Not to mention libraries, in tiny hamlets and big cities, which, along with indie bookstores, are keeping “the book” as we know it alive.

“Alabama State Library Services” the small sign on the outskirts of Montgomery said. I had just time to swing by or to re-visit the Hank Williams Senior Museum downtown. Having stopped to see the powder-blue Cadillac convertible Hank died in on New Year’s, 1953, on my last visit, I opted for the State Library Services, just out of curiosity. There, it was my good fortune to meet Dr. Dana Barlow, director of Acquisitions and of Services for the Blind and Handicapped. She took me on a guided tour of the cavernous repository of Braille and audio books for the blind – 700,000 titles in all, including two of my all-time favorites, Lonesome Dove and Cold Mountain. Dana and her staff send out hundreds of titles a day. Circulation in many regular libraries nationwide is, sadly, down, but not so for blind and handicapped readers. I asked if I could see the Braille edition of Alabama author Harper Lee’s To Kill a Mockingbird, celebrating its 50th anniversary this year. Dana took me right to it. In Braille, Lee’s classic comes in two huge volumes as large as an unabridged dictionary, though the entire Bible fits into an audio cassette no larger than a cell phone.
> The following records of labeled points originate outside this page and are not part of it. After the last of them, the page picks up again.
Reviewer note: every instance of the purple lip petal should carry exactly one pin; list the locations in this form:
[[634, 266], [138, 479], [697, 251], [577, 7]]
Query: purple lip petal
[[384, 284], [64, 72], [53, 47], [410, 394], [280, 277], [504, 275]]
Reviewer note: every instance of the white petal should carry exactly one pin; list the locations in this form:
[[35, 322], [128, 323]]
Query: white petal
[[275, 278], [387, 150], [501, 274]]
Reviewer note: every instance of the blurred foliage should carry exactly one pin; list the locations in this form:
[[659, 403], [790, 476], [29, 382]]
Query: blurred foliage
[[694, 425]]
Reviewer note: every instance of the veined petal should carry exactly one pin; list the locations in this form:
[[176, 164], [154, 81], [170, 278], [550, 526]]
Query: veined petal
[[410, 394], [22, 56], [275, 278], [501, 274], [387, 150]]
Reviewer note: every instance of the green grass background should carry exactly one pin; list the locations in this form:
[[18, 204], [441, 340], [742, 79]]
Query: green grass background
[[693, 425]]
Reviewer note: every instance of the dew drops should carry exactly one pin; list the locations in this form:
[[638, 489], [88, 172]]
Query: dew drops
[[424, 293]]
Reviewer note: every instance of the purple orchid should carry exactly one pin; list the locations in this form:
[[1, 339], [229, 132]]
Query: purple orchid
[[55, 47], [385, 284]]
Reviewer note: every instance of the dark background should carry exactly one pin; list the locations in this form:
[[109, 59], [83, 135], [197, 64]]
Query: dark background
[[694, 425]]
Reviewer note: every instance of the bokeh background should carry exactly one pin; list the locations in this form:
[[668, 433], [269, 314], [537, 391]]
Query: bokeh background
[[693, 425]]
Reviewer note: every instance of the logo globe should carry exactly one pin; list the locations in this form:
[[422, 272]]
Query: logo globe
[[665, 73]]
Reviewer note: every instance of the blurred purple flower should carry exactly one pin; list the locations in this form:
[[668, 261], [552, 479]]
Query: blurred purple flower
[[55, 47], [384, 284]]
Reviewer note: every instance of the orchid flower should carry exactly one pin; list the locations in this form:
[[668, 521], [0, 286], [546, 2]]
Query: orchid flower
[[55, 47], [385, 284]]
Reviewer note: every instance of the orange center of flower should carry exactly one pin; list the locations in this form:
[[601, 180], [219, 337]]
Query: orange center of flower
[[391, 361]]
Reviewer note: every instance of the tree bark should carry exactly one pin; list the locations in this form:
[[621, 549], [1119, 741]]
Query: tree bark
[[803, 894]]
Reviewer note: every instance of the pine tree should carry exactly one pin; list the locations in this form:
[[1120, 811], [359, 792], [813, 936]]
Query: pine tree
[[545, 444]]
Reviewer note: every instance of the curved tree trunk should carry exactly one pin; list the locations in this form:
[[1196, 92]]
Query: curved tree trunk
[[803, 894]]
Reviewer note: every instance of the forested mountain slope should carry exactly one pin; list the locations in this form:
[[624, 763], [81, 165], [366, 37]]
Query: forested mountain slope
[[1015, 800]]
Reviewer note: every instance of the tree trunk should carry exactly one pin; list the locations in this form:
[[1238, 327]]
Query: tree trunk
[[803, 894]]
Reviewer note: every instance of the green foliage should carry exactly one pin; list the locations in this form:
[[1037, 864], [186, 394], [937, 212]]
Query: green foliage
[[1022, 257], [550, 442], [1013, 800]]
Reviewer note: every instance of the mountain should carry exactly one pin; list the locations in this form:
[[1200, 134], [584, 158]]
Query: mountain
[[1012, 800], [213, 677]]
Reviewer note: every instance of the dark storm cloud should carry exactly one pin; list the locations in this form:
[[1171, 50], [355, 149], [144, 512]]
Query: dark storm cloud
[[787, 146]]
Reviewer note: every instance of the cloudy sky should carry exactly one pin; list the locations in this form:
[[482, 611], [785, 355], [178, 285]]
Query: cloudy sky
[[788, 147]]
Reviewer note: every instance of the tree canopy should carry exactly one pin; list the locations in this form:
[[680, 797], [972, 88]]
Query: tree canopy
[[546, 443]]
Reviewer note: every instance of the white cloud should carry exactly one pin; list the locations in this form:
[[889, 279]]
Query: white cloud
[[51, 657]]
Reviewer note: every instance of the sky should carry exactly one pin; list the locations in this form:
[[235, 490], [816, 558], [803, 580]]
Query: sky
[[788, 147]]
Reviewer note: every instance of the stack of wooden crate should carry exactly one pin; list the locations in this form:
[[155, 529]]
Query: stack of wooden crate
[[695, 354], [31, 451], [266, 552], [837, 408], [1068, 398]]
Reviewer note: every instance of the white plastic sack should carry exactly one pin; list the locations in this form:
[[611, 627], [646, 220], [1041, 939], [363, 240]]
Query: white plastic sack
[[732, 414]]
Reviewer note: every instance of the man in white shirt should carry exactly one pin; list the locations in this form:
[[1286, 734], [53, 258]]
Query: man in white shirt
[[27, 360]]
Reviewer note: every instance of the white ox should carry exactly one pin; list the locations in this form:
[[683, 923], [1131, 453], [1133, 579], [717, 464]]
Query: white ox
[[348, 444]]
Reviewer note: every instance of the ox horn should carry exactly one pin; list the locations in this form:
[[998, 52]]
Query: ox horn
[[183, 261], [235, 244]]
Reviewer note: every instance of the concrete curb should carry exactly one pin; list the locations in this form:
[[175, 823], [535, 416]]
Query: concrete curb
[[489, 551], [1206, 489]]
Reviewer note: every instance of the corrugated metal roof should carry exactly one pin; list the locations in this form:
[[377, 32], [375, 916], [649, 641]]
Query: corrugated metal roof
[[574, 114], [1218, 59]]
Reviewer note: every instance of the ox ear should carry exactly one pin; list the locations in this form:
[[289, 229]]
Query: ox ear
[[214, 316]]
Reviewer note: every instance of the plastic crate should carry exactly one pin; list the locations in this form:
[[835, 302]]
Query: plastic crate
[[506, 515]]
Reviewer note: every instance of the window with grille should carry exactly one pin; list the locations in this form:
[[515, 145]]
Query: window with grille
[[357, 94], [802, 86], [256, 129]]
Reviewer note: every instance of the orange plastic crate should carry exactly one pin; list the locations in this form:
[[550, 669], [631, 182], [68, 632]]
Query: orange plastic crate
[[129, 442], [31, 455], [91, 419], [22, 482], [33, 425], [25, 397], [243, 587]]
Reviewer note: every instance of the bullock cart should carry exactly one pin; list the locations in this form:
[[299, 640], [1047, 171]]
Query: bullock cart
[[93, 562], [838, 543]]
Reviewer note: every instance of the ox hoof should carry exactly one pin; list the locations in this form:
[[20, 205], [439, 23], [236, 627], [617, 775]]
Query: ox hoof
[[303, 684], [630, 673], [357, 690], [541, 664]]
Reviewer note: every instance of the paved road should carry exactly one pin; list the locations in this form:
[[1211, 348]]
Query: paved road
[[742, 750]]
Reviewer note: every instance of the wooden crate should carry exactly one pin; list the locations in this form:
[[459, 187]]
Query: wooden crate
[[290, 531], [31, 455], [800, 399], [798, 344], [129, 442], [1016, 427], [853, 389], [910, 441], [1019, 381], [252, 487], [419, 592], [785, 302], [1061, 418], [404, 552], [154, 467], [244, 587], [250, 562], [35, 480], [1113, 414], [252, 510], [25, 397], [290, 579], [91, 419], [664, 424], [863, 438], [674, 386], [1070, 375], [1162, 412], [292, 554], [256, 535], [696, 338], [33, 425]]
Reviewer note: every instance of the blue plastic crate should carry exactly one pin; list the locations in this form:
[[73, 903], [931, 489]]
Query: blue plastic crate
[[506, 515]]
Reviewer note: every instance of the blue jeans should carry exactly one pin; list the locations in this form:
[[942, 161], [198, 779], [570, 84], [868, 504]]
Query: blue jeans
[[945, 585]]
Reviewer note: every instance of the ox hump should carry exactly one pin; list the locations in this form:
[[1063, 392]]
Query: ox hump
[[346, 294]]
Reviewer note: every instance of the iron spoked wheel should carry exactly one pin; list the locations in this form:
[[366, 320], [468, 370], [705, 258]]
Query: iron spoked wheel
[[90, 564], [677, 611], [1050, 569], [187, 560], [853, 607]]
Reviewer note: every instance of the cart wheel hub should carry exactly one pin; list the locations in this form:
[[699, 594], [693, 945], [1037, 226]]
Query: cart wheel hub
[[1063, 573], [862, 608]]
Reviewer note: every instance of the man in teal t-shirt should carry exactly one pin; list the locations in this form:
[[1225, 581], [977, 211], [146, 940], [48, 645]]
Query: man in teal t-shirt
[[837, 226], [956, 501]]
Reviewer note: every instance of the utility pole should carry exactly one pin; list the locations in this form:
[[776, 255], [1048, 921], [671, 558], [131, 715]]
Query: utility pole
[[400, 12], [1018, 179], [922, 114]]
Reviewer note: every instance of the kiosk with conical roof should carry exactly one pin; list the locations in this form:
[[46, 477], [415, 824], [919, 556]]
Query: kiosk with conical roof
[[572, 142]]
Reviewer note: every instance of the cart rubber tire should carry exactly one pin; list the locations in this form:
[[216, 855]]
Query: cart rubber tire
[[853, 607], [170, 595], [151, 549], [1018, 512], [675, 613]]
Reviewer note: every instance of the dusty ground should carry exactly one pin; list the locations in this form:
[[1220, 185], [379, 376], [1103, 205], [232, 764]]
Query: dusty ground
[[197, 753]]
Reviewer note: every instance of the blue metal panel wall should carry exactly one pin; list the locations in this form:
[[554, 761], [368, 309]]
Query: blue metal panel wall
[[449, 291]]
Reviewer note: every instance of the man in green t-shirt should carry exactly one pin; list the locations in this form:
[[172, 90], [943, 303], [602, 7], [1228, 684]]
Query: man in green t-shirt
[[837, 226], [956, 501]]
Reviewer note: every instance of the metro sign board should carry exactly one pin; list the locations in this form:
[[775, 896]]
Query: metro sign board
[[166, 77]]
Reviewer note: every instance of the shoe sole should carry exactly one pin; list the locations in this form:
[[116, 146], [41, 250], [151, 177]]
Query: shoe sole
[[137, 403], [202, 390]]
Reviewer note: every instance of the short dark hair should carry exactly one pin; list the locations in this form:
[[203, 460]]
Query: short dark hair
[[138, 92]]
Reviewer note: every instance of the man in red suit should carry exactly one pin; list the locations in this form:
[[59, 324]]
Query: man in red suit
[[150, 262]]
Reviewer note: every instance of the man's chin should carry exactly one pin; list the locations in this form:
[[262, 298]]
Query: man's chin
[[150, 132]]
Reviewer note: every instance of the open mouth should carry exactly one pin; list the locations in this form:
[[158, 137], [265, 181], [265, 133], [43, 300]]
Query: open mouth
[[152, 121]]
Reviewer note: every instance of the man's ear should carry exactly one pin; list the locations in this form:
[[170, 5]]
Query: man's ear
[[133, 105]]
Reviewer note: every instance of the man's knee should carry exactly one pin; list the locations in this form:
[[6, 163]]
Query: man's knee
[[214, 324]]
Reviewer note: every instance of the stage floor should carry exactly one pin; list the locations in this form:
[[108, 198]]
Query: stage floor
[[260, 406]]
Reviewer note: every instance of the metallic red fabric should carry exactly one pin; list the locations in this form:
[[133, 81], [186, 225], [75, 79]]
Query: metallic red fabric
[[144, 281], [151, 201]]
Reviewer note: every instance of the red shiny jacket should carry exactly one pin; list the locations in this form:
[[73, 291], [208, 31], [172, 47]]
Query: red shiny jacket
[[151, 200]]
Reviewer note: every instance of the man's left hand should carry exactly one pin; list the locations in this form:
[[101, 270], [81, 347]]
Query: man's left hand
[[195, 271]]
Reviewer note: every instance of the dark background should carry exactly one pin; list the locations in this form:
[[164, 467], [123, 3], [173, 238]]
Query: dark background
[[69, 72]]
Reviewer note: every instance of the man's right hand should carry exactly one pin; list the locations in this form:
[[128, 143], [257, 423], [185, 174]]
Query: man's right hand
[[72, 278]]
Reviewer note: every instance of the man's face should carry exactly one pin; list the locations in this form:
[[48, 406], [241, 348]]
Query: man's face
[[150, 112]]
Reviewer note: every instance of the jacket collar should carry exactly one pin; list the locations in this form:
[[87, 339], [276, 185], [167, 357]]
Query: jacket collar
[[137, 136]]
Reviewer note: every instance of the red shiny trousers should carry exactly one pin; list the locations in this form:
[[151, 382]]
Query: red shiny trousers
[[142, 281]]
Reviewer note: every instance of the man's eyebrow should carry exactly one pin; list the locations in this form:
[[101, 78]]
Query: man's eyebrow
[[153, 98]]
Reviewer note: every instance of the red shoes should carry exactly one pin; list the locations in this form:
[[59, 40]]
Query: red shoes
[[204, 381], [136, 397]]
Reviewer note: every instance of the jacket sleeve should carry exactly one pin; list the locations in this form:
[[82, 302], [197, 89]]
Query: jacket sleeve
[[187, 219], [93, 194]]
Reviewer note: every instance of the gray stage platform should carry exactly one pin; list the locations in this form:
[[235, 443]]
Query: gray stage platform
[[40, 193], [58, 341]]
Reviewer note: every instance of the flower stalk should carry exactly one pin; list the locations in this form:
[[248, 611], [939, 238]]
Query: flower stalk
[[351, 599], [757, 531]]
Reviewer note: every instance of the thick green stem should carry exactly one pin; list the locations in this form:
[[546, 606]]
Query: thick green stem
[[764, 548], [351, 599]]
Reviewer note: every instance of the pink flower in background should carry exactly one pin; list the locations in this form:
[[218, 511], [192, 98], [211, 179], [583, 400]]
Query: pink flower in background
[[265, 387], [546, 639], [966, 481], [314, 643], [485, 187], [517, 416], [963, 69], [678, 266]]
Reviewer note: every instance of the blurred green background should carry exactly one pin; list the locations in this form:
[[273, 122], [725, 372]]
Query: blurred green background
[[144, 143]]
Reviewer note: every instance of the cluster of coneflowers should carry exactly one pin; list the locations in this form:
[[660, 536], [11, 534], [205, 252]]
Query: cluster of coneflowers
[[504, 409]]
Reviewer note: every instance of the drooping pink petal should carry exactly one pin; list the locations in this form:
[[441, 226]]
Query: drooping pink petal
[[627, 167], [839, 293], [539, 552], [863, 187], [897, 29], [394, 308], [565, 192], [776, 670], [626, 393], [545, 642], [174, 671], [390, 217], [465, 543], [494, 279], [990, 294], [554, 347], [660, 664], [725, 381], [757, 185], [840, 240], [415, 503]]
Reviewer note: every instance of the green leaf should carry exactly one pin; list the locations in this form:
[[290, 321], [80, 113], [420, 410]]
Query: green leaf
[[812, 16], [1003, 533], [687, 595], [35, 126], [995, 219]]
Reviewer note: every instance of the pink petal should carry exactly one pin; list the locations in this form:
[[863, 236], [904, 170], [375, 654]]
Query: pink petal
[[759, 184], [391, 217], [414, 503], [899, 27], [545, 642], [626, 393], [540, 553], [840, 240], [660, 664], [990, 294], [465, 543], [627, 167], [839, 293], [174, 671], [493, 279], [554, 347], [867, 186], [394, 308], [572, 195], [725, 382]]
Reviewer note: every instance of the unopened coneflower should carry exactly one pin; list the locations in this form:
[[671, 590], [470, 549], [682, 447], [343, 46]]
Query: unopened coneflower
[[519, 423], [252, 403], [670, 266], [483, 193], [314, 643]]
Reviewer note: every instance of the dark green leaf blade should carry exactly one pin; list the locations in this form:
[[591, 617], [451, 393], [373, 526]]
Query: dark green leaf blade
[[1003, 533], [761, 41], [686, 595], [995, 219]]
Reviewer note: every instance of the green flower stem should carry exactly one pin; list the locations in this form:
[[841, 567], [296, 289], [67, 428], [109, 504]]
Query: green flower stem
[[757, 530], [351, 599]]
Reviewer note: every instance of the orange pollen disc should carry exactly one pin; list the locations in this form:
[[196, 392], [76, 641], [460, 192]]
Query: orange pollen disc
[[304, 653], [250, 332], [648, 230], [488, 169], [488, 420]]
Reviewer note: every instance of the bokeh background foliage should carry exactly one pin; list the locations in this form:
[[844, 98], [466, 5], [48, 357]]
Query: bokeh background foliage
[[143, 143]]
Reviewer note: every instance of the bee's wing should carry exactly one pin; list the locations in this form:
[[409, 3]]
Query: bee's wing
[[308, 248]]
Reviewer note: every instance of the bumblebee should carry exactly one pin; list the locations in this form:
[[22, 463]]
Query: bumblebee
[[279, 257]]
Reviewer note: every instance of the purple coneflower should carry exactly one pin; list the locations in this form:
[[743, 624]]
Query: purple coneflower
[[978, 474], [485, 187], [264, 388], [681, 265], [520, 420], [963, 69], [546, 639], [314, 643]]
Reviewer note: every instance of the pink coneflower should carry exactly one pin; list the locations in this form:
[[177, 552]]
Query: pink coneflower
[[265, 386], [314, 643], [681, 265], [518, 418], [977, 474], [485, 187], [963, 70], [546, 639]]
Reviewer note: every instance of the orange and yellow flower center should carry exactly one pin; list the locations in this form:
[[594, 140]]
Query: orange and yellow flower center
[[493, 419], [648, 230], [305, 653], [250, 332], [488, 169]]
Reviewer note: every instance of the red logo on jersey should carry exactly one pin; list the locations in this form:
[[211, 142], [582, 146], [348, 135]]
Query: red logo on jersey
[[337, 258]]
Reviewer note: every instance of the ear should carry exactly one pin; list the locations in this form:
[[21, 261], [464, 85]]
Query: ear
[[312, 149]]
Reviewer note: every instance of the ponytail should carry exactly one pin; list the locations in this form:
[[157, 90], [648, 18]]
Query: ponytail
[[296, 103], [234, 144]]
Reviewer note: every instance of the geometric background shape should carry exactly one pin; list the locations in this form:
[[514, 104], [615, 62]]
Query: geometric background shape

“We hope one day that everything available in print will also be available in electronic format for the blind,” Dana told me.

Oh, and that she just got married last Friday. Congratulations, Dana. Keep up the good work!

1 comment:

Dru said...

What a fantastic tour! Thanks for coming to Denver. It was such a joy to have you and reading your book brought back so many memories. My great-grandmother's name was Mahitabel (seriously!) and I have Shelton cousins (from the hills of Tennessee no less!) thanks again.